#11387446, By Dante_Cubit Advice on house hunting

  • Dante_Cubit 12 Apr 2016 13:30:20 1,996 posts
    Seen 3 years ago
    Registered 14 years ago
    gravearchitecture wrote:
    ok, so having a buying panic.

    firstly, The Process. around here it's:
    "i like this house"
    "ok what's your offer"
    "they always go for over asking price, so let's say asking + token amount"
    (next day)
    "we had 1000 offers... what's your BEST AND FINAL offer.. you have one chance and you can't know what everyone else is doing"
    "oh god, err, asking + a lot?"
    "YOU WON!"/"YOU LOST!"

    this horrible one-shot blind auction process has left me panicking that we've now had an offer accepted on a place that's worth WHO KNOWS? it was on for 155 and we offered 166.5, purely on the basis that we thought it would go for way over offer, as it was less than other similar houses we'd liked and missed out on, but what do i know? on zoopla the estimate is sub-150, but the next terrace along was sold for 173 6 months ago (it has an extra room).

    what do? the more i google house prices the less confident i am that i have any clue what houses should cost, and i can't shake the feeling i'm being sold a duffer.

    i know that our mortgage company won't give us money if the house isn't worth (near?) what we're paying, but we have a 50k deposit so not sure if that would affect their level of concern? plus isn't it about 2k of fees just to hear a "lol no"?

    i don't know. hate this. why can't it be like ebay? :(
    You have to ask yourself what all the fucking about is worth too. If you like the place, can afford what you offered and it's not way off the mark then you're golden. Spending months agonising over stuff, potentially paying rent and watching prices creep up isn't worth paying a little over the odds in my opinion.

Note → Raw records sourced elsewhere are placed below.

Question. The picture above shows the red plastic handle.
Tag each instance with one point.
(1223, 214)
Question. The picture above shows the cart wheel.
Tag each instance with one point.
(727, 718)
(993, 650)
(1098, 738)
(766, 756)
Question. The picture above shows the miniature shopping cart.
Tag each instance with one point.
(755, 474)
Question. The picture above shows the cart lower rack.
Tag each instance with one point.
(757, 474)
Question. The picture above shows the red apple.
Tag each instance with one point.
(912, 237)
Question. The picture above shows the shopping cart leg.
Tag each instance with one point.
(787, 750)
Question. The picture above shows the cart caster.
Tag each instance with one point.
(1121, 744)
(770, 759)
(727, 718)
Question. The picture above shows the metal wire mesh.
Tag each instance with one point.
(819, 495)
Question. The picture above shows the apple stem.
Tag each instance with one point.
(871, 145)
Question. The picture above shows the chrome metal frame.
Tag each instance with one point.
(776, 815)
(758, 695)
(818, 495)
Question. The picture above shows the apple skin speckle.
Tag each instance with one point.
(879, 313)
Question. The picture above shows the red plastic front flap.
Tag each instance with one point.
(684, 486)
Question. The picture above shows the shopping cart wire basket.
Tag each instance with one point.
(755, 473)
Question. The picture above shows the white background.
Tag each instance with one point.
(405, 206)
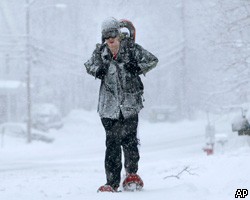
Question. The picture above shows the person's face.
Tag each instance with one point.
(113, 43)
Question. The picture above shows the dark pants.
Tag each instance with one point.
(120, 133)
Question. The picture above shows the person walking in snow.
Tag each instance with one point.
(118, 62)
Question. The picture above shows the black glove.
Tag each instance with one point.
(103, 68)
(132, 67)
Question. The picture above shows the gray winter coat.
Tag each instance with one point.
(120, 91)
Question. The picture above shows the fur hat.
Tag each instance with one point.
(110, 28)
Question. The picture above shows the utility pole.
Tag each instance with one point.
(28, 62)
(183, 73)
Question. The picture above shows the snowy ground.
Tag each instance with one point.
(72, 167)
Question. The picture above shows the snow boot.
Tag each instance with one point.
(132, 182)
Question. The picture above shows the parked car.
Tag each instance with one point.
(46, 116)
(20, 130)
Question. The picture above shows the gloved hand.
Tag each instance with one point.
(104, 65)
(101, 71)
(132, 67)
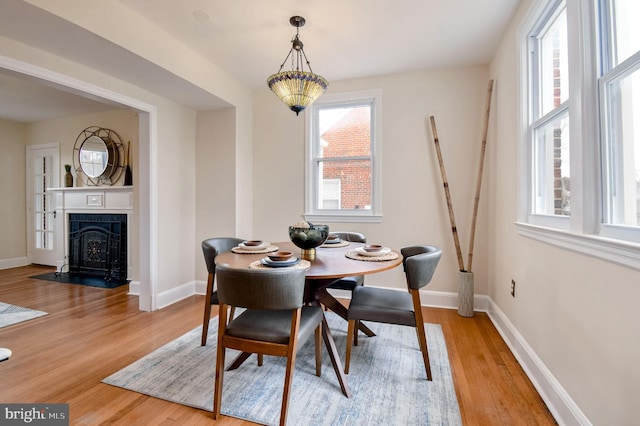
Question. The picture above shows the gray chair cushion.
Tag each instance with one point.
(274, 326)
(381, 305)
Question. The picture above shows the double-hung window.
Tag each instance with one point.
(619, 87)
(581, 127)
(549, 148)
(343, 161)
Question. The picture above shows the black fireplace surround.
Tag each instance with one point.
(98, 245)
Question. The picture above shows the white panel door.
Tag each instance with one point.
(43, 171)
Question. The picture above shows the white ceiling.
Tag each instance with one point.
(249, 39)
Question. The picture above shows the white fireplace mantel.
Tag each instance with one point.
(89, 199)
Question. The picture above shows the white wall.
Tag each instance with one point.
(13, 208)
(414, 204)
(579, 314)
(215, 179)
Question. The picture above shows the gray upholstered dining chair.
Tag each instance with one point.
(347, 283)
(397, 307)
(211, 248)
(274, 321)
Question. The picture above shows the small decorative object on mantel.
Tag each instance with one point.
(465, 276)
(98, 155)
(128, 178)
(68, 177)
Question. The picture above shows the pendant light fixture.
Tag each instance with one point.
(297, 88)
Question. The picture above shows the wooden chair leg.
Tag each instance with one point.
(422, 341)
(207, 310)
(318, 343)
(350, 331)
(220, 354)
(420, 331)
(291, 363)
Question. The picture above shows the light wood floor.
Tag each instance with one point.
(91, 333)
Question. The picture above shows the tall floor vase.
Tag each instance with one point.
(465, 294)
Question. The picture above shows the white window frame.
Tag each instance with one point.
(312, 213)
(583, 231)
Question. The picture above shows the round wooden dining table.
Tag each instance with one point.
(330, 265)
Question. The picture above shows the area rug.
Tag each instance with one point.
(387, 380)
(80, 279)
(12, 314)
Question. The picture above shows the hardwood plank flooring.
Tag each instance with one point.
(91, 333)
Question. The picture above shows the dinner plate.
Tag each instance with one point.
(336, 241)
(363, 252)
(260, 247)
(279, 263)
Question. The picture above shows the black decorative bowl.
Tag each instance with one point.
(309, 238)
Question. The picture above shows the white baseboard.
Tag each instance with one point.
(562, 407)
(13, 263)
(168, 297)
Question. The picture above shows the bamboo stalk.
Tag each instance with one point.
(480, 170)
(445, 184)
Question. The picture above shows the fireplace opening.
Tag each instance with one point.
(98, 245)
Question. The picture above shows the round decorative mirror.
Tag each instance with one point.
(98, 156)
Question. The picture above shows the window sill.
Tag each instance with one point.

    I had two days to find a flat to buy. I booked in as many viewings as I could for those days and chose the best. I probably paid 5 grand over the odds to get the deal done quickly and don't regret it. Your mortgage is going to be a fucking big number in all probability and paying a few more quid a month will be all but forgotten in a few months. The stress, hassle and uncertainty just isn't worth the bother. If the cost makes a real difference, you're probably overstretching yourself to buy in the first place.